Les prix dans le commerce sont évidemment bien plus élevés, variant considérablement en fonction du nom du producteur.
Gastronomie
La couleur est soutenue, une robe rubis sombre aux reflets violacés (pourpre, bordeaux) ; les vins sont puissants, ronds, avec des arômes typés du merlot de fruits rouges et de fruits noirs, avec une palette aromatique évoquant aussi le cuir, le pruneau, le sous-bois, le poivron, les épices et le gibier[19],[11].

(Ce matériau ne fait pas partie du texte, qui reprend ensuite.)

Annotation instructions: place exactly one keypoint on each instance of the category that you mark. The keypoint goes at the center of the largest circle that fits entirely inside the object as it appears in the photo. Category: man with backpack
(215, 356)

Élégant et charpenté, le lussac-saint-émilion privilégie l'équilibre. Les arômes de fruits confits se marient à un bois bien dosé et à des tanins puissants mais ronds qui permettent au vin de se bonifier en cave[11].
Accords mets-vins : viandes rouges rôties et grillées, viandes blanches, gibiers à plume, fromages peu relevés[19],[11].
Liste de producteurs
- Château Robin La Fleur (famille Noblet-Lassagne)[20] ;
- Château Lyonnat ;
- Château du Courlat (vignobles Bourotte)[21] ;
- Château Les Combes (vignobles Borderie)[22] ;
- Château des Landes (vignobles Lassagne)[23];
- Château de Roques[24] ;
- Château La Rose Perrière - Château La Perriere[25] ;
- Château Lion Perruchon[26] ;
- Château Mayne-Blanc[27] ;
- Vignerons de Puisseguin-Lussac Saint Emilion (cave coopé.)[28] ;
- Château Moulin de Grenet[29] ;
- Château Bellevue Poitou - Château de Rambeau[30] ;
- Château Bel-Air[31] ;
- Château Haut-Piquat (famille Rivière)[32] ;
- Château Roc de Perruchon (famille Chollet)[33] ;
- Château La Fleur de Perruchon (famille Chollet)[33].